American graphic designer

Phil Trumbo is an American art director, graphic designer, and film director. He is professor and department chair of digital gaming and media at the Kirkland Campus of Lake Washington Institute of Technology and is the creator of multiple video games.

== Education and teaching ==
Phil Trumbo has a Bachelor of Fine Arts degree from Virginia Commonwealth University and studied Classical Animation, Storyboard and Anatomy at the American Animation Institute in Hollywood, California. Trumbo has exhibited and lectured at the American Film Institute, Antioch University in London, Game Developers Conference, Siggraff, UNICEF in Paris, University of Brighton in England, and the University of Washington. He taught art and animation at Digipen Institute of Technology and Virginia Commonwealth University.

== Biography ==
According to artist Stephen Hickman, Virginia Commonwealth University in Richmond was "a bohemian paradise in the late sixties." In January 1983, Trumbo and Steve Segal set up a spaceship set to prepare for filming actress Mary Copeland and actor/animator Jim Jinkins. The four worked for a week on a project for MTV filming 10-second scenes for possible use as ID spots.
When bass guitarist Trumbo joined the experimental jazz and improvisational performance group Orthotonics in 1979 in Richmond, Virginia, they began incorporating his art and released three albums before breaking up in 1989.

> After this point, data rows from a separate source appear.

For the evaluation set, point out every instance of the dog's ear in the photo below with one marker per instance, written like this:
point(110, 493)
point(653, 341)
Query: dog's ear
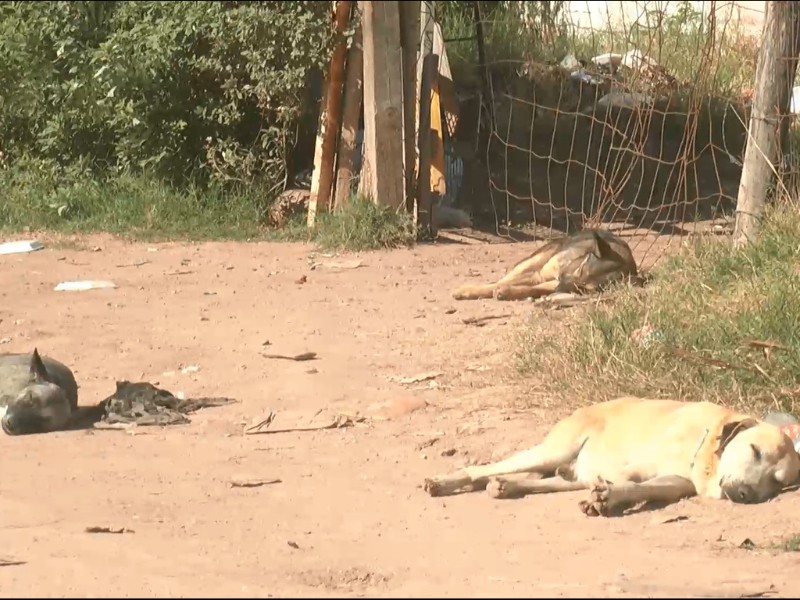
point(731, 430)
point(38, 372)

During his time living in Richmond, Trumbo contributed to the comic tabloid Fan Free Funnies along with artists Bill Nelson and Charles Vess. In 1982 an illustration by Trumbo appeared in Heavy Metal Magazine. Trumbo and Steve Segal's 1984 short film Futuropolis was shown at the Biograph Theatre in Richmond and was later made available on YouTube.

F. T. Rea, also a contributor to Fan Free Funnies, was a manager of the Biograph Theatre in Richmond and has written that "In the Fan, in the early-1970s, there was a group of young, mostly VCU-trained artists, who created paintings and prints in a style that owed much to old animated cartoons. Some of them were also making short films in Super 8 and 16mm and hung out at the Biograph." Rea adds, "Due to his well-honed talent for drawing cartoons, the most obvious of this pack was Phil Trumbo." Rea quotes Trumbo 's statement that "We were all influenced by the amazing work of sixties underground cartoonists . . . like Robert Crumb, Rick Griffith, S. Clay Wilson and Trina Robbins."

Trumbo has worked as a storyboarder, comic artist, animation director, FX editor and creative director in multiple productions. He worked as part of a group hired to create the children's television show Pee-Wee's Playhouse and directed the lead-in. He won the Daytime Emmy Award for Outstanding Achievement in Main Title and Graphic Design. Other awards included Forbes magazine Stevie Award for best creative team, Deloitte & Touche Fast 50 Award for fastest growing businesses for Amaze Entertainment, three Clio Award Nominations for animation, direction and special effects in animated commercials, and Critic's Choice Award at the New York International Independent Film and Video Festival.

In 1991, Trumbo was the designer of 13 episodes and storyboard artist for two episodes of the TV series Doug. In 1995 he was art director of the video game Izzy's Quest for Olympic Rings. In 2002 he was visual effects supervisor for the short comedy film Titanic II, and in 2003 he was creative director of the video game Disney's Brother Bear.